Autumn Fruit Cake
I've spent most of the last week under the weather. Nose blocked, hacking cough and a temperature. This on top of a bad bout of vertigo has left me struggling to accomplish anything. Trying to write on here or even look at a screen has made my eyes spin round in my head and the sensation like I'm going to fall down. I've had to take things easy and keep my head still as much as possible. So I've been lying on the sofa, binge watching The Walking Dead whilst drinking copious amounts of Irn Bru (as every Scottish person in the world knows this cures everything) and I'm finally starting to feel a little more like myself. Yesterday I even managed to bake.

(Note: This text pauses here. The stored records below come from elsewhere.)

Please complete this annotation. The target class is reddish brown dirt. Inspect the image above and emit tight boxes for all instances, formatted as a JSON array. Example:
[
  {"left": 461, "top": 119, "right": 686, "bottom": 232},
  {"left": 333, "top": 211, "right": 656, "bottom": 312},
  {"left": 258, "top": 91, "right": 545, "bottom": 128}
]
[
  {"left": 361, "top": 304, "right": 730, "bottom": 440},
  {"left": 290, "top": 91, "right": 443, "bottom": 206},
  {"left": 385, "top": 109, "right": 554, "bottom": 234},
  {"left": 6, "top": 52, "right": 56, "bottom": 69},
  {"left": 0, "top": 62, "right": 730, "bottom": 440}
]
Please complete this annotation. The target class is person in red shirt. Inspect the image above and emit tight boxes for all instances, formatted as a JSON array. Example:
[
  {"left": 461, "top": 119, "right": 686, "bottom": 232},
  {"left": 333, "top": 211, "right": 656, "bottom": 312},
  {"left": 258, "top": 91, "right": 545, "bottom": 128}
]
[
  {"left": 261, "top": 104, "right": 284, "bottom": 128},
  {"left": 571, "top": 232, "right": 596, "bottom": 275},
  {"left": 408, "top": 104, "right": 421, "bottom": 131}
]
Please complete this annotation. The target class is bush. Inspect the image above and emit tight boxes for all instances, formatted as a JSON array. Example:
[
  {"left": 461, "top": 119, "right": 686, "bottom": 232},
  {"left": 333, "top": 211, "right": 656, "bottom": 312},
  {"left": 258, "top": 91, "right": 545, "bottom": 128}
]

This is a simple cake that totally embraces the season and I used fresh English plums (one of my all time favourite fruits), figs and some foraged blackberries (that I have frozen in batches to keep me going through the winter). It also has the added indulgence of having big chunks of marzipan running through it that go beautifully chewy when baked. Perfect for Fika or pudding with some cream poured over the top, enjoy on a #slowautumnday.
110g unsalted butter, softened
125g golden caster sugar
2 large free-range eggs, lightly beaten
1 tsp vanilla extract
1/2 tsp almond extract
185g plain flour
3/4 tsp baking powder
100g sour cream
100g marzipan, broken into small chunks
for the fruit
60g fresh or frozen blackberries
3 figs, sliced finely
3 English plums, stones removed, sliced finely
3 tbsp caster sugar
a little icing sugar for dusting
Preheat the oven to 180 degrees C.
Grease and line a 20cm springform cake tin.
In an electric mixer, cream the butter and the sugar.
Add the eggs a little at a time and mix well
Add the vanilla and almond extract. Mix again.
Fold in the flour and baking powder.
Add the sour cream and the marzipan. Stir gently.
Pour into prepared tin. Scatter the fruit over the top.
Bake for about 1 and a quarter hours until a skewer comes out clean.
Allow to cool in the tin for ten minutes before transferring to a wire rack.
Dust with a little icing sugar.
Adapted from a recipe by Diana Henry.